Our client was and is receiving assistance from the Department of Welfare. Accordingly, the Department of Welfare filed with us a copy of an assignment of our client’s interest. Regrettably, our client did not make all of the payments of rent, which, as aforesaid, we were to keep in escrow, We asked her to do so yet it seems that she used relief money that was allocated for rent for other purposes. In passing, it should be noted that our fee, which was a contingent one, is to come out of the escrow monies pursuant to verbal agreement with our opposing attorney.
Our problem in substance is this: if we apprise the Welfare Department that our client failed to make proper allocation of relief funds, our client stands some likelihood of losing her relief budget. She might also be charged with welfare fraud. We have advised our client of these facts and she concedes that she has not allocated the welfare funds properly.

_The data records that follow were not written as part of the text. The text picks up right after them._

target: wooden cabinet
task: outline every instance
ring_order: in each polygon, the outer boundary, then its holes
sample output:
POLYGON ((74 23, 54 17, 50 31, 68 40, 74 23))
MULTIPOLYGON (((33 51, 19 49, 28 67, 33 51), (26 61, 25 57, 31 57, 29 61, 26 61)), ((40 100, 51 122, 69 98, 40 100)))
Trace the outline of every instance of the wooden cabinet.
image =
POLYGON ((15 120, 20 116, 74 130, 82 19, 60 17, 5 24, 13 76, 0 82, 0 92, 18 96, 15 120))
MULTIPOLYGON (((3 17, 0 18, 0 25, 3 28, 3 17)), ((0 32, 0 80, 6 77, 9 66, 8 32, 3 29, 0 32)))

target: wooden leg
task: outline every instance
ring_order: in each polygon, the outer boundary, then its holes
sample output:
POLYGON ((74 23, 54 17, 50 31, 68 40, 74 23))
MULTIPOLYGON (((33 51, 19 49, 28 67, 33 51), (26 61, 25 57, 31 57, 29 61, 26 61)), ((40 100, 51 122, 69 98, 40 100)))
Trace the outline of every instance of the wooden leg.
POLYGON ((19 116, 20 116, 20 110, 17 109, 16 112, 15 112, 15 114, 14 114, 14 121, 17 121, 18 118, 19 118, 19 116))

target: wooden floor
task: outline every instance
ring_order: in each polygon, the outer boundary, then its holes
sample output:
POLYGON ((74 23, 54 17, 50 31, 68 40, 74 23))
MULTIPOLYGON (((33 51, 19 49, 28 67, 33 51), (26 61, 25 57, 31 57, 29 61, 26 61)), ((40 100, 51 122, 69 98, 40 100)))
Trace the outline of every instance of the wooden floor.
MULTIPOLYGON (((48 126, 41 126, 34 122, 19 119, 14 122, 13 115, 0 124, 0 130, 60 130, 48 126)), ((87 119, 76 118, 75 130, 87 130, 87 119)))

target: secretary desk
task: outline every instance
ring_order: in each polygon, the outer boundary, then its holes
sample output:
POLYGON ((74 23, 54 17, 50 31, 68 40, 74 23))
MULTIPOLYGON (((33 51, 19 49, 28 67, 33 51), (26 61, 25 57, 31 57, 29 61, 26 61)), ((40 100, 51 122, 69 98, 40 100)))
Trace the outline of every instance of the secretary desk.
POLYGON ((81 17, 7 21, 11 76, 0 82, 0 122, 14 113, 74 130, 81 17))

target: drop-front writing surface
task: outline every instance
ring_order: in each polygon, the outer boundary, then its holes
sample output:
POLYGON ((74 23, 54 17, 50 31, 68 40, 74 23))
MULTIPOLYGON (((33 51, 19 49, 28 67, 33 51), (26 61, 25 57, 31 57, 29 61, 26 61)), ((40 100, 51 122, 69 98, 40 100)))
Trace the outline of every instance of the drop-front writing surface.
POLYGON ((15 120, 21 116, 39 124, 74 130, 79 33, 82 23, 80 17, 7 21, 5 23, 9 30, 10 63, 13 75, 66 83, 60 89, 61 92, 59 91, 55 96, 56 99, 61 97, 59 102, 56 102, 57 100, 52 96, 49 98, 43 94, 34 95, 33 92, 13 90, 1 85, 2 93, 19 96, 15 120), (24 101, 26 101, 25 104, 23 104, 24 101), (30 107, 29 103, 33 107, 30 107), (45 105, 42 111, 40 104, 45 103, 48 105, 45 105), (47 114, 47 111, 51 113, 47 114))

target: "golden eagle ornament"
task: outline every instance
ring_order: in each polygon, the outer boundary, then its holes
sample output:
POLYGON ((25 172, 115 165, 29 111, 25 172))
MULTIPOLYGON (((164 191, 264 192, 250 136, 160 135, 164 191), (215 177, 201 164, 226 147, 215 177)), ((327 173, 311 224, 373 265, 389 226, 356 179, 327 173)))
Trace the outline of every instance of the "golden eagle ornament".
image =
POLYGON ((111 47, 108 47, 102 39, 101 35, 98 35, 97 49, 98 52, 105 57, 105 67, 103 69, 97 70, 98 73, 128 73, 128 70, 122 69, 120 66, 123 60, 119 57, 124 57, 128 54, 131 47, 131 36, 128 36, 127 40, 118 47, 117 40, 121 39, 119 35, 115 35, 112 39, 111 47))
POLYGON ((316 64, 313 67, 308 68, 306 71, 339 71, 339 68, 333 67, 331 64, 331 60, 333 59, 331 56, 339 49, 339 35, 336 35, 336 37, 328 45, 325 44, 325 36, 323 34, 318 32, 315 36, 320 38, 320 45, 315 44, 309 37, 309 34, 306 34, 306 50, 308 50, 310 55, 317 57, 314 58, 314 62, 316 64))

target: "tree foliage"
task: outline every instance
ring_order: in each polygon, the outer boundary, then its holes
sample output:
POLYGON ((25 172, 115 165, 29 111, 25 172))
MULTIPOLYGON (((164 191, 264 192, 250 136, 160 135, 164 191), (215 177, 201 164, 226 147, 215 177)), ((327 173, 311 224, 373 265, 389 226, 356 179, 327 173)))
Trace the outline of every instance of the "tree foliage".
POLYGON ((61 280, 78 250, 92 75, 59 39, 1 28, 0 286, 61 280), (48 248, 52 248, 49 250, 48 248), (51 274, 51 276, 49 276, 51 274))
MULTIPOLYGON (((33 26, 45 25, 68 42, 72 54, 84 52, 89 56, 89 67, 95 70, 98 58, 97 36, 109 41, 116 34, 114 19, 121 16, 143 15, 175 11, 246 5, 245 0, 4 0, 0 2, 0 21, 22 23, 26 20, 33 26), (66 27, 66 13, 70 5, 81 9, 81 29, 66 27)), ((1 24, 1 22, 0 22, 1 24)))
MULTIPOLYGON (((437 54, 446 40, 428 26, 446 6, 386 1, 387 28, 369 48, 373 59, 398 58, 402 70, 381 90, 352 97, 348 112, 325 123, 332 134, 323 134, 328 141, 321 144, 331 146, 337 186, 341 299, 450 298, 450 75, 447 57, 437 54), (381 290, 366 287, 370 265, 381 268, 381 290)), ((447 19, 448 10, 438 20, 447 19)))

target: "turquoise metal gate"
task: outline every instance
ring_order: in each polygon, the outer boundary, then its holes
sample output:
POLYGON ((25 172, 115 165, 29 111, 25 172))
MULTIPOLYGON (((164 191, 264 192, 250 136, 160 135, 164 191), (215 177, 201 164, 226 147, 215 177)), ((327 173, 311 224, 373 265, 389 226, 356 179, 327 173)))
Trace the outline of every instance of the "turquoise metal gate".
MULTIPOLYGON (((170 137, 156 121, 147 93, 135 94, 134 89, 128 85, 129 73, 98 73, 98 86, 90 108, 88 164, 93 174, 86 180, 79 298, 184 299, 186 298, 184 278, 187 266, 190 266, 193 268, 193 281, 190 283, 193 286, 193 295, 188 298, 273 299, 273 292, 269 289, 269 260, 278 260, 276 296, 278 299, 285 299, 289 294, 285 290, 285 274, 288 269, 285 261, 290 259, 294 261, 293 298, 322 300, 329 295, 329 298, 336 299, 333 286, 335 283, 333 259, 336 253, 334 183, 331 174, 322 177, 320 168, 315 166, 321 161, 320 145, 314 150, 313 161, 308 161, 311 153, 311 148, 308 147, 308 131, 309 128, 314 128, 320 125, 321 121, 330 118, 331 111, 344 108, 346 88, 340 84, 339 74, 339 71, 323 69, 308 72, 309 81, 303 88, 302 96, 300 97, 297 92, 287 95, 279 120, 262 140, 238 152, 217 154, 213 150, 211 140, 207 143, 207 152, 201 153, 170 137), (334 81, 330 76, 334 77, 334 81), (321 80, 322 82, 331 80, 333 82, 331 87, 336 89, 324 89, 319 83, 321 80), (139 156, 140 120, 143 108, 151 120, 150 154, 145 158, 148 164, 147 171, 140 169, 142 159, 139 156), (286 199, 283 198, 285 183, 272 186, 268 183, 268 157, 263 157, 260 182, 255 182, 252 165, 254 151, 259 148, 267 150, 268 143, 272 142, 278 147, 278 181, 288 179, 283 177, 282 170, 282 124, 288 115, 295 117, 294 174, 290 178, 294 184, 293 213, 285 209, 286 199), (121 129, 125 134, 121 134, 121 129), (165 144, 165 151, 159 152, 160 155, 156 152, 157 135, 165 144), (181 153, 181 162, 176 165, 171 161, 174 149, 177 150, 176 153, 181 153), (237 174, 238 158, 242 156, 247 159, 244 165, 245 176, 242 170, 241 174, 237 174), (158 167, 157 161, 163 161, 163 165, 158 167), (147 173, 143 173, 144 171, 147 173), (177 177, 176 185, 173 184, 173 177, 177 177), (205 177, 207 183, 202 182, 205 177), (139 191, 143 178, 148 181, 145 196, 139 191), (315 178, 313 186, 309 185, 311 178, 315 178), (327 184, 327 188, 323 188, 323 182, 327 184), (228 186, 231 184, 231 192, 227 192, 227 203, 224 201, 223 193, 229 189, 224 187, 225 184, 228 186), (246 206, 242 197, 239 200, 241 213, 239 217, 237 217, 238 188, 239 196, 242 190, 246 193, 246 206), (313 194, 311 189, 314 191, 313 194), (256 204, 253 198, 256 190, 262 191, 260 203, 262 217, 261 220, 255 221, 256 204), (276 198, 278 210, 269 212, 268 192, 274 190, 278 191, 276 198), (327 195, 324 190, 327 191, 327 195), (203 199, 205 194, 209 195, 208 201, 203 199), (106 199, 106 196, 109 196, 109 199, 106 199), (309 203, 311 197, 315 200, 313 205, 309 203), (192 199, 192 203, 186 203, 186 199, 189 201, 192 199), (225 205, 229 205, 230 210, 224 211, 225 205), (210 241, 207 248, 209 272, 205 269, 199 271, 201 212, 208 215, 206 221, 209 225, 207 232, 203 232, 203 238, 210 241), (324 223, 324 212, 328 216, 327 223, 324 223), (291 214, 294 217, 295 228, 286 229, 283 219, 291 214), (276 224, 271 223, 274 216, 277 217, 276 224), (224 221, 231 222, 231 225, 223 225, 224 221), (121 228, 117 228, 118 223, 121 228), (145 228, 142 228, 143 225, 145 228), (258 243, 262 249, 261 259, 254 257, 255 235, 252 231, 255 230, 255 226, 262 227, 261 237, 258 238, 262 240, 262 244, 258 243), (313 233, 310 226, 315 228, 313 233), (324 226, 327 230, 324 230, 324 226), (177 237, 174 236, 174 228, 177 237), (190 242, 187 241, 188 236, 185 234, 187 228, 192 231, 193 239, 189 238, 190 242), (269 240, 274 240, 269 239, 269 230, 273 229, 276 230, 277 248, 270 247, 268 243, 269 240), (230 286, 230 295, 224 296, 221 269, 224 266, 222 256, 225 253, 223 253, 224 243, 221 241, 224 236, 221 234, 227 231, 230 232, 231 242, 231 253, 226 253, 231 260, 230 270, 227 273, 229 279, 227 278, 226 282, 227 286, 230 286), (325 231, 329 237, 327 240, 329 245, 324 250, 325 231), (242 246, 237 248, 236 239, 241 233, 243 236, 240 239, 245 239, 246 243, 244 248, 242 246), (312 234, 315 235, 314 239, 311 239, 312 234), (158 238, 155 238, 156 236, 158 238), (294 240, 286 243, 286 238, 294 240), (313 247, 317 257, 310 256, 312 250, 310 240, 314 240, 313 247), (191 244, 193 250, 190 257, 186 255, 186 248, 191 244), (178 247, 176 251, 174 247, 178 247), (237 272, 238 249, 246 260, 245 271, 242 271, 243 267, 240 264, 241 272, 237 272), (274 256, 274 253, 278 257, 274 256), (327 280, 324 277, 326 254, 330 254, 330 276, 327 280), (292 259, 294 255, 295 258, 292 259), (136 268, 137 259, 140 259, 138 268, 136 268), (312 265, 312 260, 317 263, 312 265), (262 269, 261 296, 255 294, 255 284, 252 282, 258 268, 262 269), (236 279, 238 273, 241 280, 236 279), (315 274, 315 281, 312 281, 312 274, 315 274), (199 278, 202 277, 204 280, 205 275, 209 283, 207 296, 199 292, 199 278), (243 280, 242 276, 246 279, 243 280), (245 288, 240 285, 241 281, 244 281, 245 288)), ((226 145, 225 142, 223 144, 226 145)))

We do have the right at this time to advise the Welfare Department of the full facts in view of the possibility that this may injure our client as aforementioned, and might result in a breach of the confidential relationship between our office and the client?
A further question that has come up in connection with an occasional client we represent, who is receiving public assistance, is: if the client is insistent that the Department of Welfare should not know of their possible claim to money, are we ethically obliged to our client to participate in this non-disclosure to Welfare which might be, in our estimate, fraud on the Department of Welfare?
ANSWER.
The attorneys for the tenant under the given circumstances are under two separate duties: first, the duty imposed by the attorney-client relationship and second, the fiduciary duty imposed on them as escrow agents on behalf of the tenant (their client), the landlord and the Welfare Department, as assignee of the tenant’s interest in the escrow fund.
As to the first duty, we believe the attorneys for the tenant should again insist that the tenant immediately pay into the escrow fund all monies due from the tenant under the terms of the escrow arrangement for past periods of time and all monies as they become payable in the future. If the tenant is able but unwilling to do this, her attorneys should withdraw from the case, of, Canons of Professional Ethics Sections 15 (last two sentences) and 16.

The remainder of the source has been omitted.